As a person living in Crimea, where Orthodox Christianity and Islam coexist quite harmoniously, all of this seems strange to me. Crimea is a model of inter-ethnic and inter-religious peace. Being 13% Muslim, Simferopol is full of mosques. They all have loudspeakers to amplify the Imams’ calls to prayer, which reverberate across the city. Nobody minds.
But then again, the Russian Empire, by virtue of its geography and demographics, had to be built on a foundation of multi-confessional cosmopolitanism.
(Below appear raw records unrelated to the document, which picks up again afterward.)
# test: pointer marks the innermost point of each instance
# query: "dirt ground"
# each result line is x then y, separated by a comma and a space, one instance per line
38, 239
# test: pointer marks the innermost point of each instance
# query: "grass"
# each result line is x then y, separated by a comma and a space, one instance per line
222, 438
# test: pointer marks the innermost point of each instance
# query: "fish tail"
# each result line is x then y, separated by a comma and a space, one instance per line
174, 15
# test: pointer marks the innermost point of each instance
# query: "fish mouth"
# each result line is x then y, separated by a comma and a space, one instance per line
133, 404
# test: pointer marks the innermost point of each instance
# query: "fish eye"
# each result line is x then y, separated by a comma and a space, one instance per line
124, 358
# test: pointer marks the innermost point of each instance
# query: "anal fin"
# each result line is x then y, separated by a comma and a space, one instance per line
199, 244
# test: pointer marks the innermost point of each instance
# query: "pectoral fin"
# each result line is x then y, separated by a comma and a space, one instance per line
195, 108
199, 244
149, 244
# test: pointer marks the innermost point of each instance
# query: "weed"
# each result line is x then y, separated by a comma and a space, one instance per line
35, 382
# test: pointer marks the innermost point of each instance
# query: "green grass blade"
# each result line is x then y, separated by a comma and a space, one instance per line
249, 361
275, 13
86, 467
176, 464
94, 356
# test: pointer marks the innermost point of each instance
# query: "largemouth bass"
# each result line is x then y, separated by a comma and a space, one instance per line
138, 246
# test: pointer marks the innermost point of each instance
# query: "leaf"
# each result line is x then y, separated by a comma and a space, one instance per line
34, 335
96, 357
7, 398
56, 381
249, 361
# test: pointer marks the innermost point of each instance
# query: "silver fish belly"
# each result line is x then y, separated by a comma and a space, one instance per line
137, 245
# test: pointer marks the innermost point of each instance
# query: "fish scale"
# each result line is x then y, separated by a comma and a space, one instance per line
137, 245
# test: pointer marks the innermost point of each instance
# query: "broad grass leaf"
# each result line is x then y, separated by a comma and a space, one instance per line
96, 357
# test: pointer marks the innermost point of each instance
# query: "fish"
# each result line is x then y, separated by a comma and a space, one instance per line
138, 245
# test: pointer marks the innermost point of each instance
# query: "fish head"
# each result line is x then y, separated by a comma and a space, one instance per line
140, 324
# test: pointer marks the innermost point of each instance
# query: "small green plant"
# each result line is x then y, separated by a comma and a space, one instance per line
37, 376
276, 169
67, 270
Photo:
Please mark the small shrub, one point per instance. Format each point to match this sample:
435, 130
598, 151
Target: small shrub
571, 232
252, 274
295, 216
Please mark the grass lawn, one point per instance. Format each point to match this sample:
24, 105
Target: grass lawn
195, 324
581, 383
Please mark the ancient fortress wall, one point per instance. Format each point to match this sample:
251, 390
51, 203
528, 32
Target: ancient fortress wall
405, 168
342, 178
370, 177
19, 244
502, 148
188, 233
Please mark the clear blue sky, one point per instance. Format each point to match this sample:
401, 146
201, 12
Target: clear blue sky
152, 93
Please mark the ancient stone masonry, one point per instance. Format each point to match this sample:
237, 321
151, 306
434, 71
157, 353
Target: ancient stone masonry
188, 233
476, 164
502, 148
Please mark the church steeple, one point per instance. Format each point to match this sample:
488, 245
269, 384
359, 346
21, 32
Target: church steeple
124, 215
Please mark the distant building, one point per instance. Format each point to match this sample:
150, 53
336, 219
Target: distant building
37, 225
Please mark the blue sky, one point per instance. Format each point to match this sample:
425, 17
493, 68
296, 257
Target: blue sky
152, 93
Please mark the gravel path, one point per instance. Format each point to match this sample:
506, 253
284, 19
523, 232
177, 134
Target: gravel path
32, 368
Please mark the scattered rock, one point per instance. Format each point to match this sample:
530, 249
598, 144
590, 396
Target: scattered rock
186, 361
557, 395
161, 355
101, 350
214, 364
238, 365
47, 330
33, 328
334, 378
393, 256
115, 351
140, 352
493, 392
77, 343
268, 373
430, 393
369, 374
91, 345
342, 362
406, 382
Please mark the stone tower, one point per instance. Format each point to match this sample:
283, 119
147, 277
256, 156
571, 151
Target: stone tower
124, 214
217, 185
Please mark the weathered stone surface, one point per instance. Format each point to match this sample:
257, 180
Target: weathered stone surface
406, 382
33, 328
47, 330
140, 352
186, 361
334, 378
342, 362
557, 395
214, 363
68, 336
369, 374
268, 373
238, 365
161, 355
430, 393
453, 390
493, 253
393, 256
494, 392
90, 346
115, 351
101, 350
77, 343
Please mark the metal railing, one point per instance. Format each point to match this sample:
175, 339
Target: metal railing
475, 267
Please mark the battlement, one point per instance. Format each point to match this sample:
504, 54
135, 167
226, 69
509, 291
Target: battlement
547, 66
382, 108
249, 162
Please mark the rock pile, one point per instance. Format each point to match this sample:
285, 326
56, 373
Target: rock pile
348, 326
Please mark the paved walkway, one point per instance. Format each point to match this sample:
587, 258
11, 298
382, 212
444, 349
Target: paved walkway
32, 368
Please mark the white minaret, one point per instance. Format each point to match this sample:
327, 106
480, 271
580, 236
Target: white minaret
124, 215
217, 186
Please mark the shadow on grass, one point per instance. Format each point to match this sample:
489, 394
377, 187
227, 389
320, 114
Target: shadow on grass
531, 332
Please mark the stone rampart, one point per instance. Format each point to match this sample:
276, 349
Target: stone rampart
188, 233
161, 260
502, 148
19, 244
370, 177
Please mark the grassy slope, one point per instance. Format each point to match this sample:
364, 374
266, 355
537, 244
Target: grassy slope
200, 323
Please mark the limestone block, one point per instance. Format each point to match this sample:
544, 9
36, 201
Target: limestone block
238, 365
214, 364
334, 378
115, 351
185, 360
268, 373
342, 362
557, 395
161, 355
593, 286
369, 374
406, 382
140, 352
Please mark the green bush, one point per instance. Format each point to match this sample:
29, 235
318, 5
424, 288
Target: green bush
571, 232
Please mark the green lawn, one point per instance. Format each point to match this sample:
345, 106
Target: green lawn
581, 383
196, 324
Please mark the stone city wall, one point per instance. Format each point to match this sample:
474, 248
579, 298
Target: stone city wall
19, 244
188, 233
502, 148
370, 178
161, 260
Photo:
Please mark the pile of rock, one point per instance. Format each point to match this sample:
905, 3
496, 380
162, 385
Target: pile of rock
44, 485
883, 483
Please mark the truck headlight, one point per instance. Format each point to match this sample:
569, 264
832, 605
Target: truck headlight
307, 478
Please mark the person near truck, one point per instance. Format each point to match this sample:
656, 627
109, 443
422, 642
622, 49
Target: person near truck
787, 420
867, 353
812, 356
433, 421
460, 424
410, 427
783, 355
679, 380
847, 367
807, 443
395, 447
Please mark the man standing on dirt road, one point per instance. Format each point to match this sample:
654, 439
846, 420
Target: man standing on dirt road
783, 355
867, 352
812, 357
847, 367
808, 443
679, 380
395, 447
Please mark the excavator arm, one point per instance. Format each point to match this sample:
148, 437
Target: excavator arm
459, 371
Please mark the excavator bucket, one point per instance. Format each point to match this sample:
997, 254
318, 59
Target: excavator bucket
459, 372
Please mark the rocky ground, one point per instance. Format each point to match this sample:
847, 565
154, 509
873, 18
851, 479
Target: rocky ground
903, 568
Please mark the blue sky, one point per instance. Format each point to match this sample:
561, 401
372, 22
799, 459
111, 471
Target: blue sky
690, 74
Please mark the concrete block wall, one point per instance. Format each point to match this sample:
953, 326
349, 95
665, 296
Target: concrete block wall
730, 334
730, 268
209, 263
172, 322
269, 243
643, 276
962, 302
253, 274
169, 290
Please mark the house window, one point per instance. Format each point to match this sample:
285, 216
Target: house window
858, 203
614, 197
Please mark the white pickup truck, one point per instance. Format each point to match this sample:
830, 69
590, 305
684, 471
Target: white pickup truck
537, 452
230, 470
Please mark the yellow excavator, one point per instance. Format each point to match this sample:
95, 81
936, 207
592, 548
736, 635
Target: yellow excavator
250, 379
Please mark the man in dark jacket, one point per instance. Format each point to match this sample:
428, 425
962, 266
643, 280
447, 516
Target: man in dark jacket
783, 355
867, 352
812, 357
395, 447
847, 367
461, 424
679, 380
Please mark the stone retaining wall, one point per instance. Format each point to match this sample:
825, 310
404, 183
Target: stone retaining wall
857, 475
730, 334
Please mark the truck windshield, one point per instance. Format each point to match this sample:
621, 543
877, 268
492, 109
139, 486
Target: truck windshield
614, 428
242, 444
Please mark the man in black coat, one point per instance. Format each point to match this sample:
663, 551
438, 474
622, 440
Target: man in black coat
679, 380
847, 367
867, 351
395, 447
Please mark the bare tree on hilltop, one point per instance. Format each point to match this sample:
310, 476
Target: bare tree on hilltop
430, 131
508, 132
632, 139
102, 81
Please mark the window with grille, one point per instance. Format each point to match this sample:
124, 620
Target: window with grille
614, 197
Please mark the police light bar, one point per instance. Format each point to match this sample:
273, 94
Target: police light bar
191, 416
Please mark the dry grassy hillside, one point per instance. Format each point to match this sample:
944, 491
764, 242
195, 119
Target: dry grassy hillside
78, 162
In Russia, nobody really talks about a “clash of civilizations” between Christianity and Islam, apart from a small lunatic-fringe (many of whom, as it happens, are foreigners who have converted to Russian Orthodoxy).
At the same time, we need to be wary of the point that, when it comes to Christian-Islamic relations, gradually more and more people are using the “clash of civilizations” terminology which was first used by the late American political scientist (and notorious pseudo-scientist) Samuel Huntington. Some of these people are self-romanticizing pan-Slavists. Quite justifiably, they hate everything which supremacist ideologues such as Samuel Huntington stand for.
But this point is still extremely worrying – even very many anti-Huntingtonians, in their use of this “clash of civilizations” terminology, still seem to be Huntingtonians. Those who postulate Orthodox Christianity as a totem and who speak in the language of a “clash of civilizations” do not seem to realize that this “clash of civilizations” is, in itself, a transplanted western discourse, a form of cultural imperialism in itself.